The Madhya Pradesh High Court has acquitted a 40-year-old man, who spent nearly 12 years in jail, after finding that his daughter’s rape allegation against him was made after her father had objected to her being in a relationship. The court also found that she had previously admitted that her father did not have sexual relations with her.
The daughter’s complaint against her father claimed that on March 19, 2012, he forcibly took her to a hut adjacent to her home and raped by her. She then told her grandfather about the alleged incident, following which the accused was arrested by the police under sections 376 (rape) and 506 (criminal intimidation) of the IPC. In 2013, the accused was sentenced to life imprisonment after being found guilty by a trial court.
Acquitting the man on January 25, a Bench of Justices Sujoy Paul and Vivek Jain noted: “Unfortunately and sadly appellant remained in custody from 21/03/2012. The prosecution has miserably failed to establish its case on merits.”
Advocate Vivek Aggarwal, the lawyer for the accused, told the court that the daughter’s statement is “shaky and cannot be said to be of sterling quality.”
Aggarwal told the HC that during her cross examination before the trial court, she had admitted that her father did not have any sexual relations with her, and that he had objected to a relationship that she was in.
Aggarwal added that she then did a “U-turn” on this statement, and that this eventually led to the guilty verdict in the trial court.
The High Court, after perusing the statements of the daughter, noted that she “admitted that she had romantic and physical relations with a boy and her father has seen her talking with that boy on many occasions.”
“Due to said scolding, she along with that boy decided to lodge a report in the police station.

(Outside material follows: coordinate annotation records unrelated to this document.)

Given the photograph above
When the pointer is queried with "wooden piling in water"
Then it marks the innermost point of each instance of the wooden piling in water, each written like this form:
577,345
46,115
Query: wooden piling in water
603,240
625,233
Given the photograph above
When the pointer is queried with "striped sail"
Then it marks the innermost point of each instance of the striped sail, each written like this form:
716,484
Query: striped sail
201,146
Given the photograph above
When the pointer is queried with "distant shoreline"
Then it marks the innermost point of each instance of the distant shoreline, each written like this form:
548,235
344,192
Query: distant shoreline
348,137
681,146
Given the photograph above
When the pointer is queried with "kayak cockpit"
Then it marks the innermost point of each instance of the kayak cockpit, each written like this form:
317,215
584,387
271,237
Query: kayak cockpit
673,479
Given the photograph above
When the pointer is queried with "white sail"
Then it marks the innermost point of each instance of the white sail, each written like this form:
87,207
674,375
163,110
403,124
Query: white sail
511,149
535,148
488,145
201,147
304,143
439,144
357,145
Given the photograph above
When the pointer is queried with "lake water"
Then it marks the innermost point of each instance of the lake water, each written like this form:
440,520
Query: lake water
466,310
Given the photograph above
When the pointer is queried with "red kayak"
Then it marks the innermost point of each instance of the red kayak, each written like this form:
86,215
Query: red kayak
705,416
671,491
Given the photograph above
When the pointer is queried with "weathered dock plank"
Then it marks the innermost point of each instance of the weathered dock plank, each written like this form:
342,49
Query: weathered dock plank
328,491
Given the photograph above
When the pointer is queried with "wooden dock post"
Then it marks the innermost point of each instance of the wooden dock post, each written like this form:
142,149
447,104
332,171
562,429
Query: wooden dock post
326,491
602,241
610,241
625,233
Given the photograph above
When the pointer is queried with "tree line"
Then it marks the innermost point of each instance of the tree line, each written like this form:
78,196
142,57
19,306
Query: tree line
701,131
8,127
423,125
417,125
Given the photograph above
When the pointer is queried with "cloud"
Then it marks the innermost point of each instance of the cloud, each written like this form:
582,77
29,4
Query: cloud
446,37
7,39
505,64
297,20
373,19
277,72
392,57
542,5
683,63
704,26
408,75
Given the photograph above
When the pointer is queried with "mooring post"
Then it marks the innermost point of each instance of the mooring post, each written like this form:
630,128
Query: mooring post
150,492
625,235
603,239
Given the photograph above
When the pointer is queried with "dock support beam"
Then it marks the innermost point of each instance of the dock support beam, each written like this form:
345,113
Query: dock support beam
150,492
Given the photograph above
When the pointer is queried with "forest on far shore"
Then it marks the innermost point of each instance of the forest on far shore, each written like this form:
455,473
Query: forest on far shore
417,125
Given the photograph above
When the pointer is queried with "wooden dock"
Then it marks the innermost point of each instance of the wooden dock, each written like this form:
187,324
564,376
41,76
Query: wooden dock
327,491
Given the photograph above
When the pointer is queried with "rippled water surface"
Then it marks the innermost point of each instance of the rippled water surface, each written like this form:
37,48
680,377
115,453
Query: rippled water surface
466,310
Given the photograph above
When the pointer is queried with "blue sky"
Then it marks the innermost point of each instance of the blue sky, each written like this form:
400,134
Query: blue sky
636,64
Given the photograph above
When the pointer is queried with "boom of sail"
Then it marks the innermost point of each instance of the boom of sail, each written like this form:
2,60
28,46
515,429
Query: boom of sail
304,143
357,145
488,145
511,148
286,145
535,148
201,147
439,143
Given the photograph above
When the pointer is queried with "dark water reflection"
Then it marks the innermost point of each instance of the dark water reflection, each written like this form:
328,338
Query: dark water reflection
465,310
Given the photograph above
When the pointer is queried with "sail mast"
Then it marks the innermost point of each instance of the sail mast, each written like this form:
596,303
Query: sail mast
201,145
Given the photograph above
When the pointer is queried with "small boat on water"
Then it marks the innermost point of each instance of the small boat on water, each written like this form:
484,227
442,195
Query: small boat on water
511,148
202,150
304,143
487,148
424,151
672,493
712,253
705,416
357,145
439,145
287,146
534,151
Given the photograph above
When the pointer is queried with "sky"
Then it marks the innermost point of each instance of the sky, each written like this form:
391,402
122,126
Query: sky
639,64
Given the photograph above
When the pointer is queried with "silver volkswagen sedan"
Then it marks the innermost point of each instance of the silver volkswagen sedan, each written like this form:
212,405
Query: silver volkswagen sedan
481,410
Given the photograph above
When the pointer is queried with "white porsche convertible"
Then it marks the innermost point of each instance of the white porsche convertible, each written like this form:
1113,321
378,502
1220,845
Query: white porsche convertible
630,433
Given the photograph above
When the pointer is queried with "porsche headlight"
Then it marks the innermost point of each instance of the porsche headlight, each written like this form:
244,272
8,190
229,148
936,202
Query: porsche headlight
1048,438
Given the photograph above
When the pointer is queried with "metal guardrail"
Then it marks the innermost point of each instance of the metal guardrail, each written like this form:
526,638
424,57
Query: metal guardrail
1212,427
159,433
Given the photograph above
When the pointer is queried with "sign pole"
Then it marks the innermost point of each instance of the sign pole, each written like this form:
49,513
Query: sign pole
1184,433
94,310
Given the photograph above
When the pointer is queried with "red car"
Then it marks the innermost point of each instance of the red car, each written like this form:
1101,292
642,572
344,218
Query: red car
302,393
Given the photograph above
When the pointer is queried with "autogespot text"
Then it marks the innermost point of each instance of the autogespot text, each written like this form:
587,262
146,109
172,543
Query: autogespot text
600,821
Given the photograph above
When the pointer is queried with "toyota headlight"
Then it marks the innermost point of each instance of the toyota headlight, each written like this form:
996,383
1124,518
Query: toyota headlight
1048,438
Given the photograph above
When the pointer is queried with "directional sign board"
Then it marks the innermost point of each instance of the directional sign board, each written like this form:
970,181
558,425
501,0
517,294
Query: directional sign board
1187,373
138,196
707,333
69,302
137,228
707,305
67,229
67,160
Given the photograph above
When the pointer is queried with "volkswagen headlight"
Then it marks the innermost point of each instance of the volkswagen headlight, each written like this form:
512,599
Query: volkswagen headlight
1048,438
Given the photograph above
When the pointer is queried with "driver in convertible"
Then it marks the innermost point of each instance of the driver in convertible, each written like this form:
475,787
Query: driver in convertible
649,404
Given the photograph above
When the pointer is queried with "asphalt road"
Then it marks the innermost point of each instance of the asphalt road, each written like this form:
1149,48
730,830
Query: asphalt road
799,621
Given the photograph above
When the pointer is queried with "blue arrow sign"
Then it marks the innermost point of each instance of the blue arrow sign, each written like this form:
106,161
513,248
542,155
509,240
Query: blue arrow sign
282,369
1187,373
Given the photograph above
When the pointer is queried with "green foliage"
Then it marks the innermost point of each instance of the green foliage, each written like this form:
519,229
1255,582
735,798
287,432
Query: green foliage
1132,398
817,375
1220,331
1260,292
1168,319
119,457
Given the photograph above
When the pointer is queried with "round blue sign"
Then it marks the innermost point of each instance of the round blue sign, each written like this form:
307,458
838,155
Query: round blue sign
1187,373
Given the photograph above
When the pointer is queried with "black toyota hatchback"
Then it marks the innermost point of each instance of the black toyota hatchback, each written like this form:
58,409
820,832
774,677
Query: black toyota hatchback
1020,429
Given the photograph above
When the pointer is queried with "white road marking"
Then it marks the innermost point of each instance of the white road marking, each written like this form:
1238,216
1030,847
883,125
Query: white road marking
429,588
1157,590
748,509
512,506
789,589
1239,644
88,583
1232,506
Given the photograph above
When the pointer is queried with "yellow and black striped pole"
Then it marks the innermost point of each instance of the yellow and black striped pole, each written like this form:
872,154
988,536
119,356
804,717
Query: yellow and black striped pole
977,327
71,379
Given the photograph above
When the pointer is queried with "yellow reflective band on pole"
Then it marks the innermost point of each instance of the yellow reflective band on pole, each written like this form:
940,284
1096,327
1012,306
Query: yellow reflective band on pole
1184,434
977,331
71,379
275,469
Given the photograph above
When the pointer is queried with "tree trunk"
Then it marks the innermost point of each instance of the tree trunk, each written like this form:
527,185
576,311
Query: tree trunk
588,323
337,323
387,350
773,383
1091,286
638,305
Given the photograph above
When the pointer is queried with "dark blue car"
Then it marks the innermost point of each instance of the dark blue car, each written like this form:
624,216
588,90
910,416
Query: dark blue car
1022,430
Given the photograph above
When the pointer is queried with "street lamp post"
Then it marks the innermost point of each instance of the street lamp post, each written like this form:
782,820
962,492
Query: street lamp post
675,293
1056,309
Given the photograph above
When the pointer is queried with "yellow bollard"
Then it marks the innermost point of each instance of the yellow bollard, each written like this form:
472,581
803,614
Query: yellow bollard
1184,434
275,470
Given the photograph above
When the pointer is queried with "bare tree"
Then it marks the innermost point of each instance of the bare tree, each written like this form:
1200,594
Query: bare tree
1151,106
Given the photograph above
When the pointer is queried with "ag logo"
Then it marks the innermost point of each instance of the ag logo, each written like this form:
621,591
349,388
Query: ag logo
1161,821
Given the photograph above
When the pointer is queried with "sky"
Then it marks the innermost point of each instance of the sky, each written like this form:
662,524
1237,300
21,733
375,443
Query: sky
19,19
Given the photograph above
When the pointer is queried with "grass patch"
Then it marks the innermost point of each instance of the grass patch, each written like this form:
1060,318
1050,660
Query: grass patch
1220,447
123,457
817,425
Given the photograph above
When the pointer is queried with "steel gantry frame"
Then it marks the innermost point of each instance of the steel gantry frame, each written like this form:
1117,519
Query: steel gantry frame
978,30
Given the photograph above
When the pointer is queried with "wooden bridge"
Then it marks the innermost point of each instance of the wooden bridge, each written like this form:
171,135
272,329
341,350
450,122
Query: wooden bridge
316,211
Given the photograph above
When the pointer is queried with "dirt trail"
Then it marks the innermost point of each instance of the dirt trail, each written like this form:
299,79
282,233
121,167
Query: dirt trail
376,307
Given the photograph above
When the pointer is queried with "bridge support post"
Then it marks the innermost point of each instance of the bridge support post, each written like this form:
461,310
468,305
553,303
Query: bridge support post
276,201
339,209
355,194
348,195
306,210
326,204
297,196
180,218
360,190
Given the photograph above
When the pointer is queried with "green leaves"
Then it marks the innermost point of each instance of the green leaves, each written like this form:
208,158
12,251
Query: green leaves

She further admitted that her father has not developed any sexual relation with her and her relation of that kind is only with the said boy,” the court noted.
The HC noted that it was “clear like noon day that her statement by no stretch of imagination can be said to be of sterling quality”.
“The story so narrated by her does not seem to be natural and it appears that the appellant was roped in because he raised eye-brows about the conduct of his daughter,” the judgment read.